There are certainly languages with even more spoken complexity - e.g. 4+ consonant clusters like "vzdr" typical of Slavic - but even so spoken English is not that easy to learn to understand, and very hard to learn to speak without a noticeable accent.
You never realize how many weird rules, weird exceptions, ambiguities, and complete redundancies there are in this language until you try to teach English, which will also probably teach you a bunch of terms and concepts you've never heard of. Know what a gerund is? Then there's things we don't even think about that challenge even advanced foreign learners, like when you use which articles: the/a.
English popularity was solely and exclusively driven by its use as a lingua franca.

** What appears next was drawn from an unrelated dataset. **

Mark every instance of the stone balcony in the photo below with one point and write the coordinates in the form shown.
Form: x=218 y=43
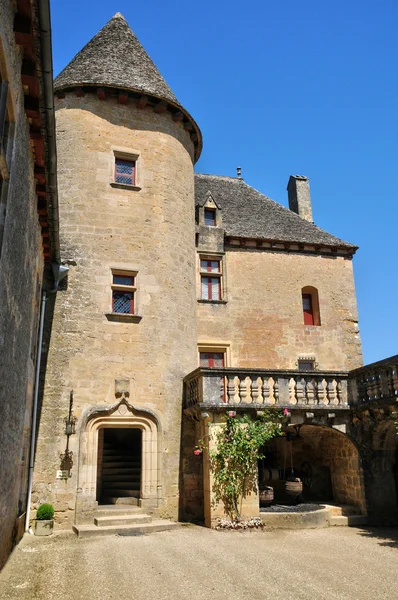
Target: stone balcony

As times change, so too will the language we speak.
Every real, non-constructed language has weird rules, weird exceptions, ambiguities, and complete redundancies. English is on the more difficult end but it's not nearly the most difficult. I'm not sure how it got to be perceived as this exceptionally tough language just because pronunciation can be tough. Other languages have pronunciation ambiguities too...
The thing is that English takes in words from other languages and keeps doing so, which means that there are several phonetic systems in use already. It's just that they use the same alphabet so you can't tell which one applies to which word.
There are occasional mixed horrors like "ptarmigan", which is a Gaelic word which was Romanized using Greek phonology, so it has the same silent p as "pterodactyl".
There's no academy of the English language anyway, so there's nobody to make such a change. And as others have said, the accent variation is pretty huge.